Current neural networks achieved human-comparable performance in many offline tasks. However, since
the training environment is not static in the real world, it breaks the i.i.d assumption in Empirical Risk
Minimization. Continual learning is a research area that aims to make the neural network can train in a
dynamically changing training environment. Continual learning assumes that the previously seen data is
not used again to check that the neural network is well retaining previous knowledge during the training
environment change. The basic way in continual learning is to additionally train the new dataset on a
trained model, but this leads to a so-called catastrophic forgetting in which the performance of previously
learned data is drastically decreased.
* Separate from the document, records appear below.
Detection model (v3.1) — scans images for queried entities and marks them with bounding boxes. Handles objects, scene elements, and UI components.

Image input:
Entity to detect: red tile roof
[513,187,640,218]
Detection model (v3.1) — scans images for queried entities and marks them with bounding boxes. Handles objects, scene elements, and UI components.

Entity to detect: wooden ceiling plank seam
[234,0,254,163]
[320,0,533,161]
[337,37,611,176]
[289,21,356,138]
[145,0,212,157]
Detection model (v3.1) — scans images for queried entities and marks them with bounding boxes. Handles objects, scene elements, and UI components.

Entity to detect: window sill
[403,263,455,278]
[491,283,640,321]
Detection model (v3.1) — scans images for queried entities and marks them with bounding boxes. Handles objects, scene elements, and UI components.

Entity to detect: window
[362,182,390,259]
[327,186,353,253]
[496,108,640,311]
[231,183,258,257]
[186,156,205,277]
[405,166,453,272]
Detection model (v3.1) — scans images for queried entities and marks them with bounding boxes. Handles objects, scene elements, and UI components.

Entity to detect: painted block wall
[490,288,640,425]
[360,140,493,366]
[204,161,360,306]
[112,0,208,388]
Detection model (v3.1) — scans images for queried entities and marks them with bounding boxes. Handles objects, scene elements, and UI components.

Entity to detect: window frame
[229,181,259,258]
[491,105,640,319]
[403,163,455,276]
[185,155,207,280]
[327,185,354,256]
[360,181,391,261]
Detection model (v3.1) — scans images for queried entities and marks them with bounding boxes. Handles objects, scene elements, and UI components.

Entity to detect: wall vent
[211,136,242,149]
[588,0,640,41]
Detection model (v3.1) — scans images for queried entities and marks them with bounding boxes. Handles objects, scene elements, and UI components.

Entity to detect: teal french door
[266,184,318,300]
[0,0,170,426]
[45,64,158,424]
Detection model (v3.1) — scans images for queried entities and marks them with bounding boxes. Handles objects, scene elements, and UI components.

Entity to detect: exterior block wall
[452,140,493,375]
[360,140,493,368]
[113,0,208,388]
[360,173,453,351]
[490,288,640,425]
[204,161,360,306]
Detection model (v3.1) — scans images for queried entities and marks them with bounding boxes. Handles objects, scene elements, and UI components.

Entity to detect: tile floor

Many previous works point out the absence of previous loss function
and they modeled the surrogate loss to approximate it. Although previous works achieved the alleviation
of catastrophic forgetting, they have several limitations such as violating the assumption, unintentional
change of surrogate loss, and need large additional cost. In this thesis, we propose a new approach
to overcoming catastrophic forgetting, Dataset Distillation for Continual learning (D2CL), which can
avoid the above shortcomings. D2CL train the small synthetic dataset which well approximates the loss
function of the original dataset. This thesis also introduces a new proposition that is useful for loss
approximation. Finally, it is validated through several experimental results that our proposed method
help to store more informative data while using small additional memory.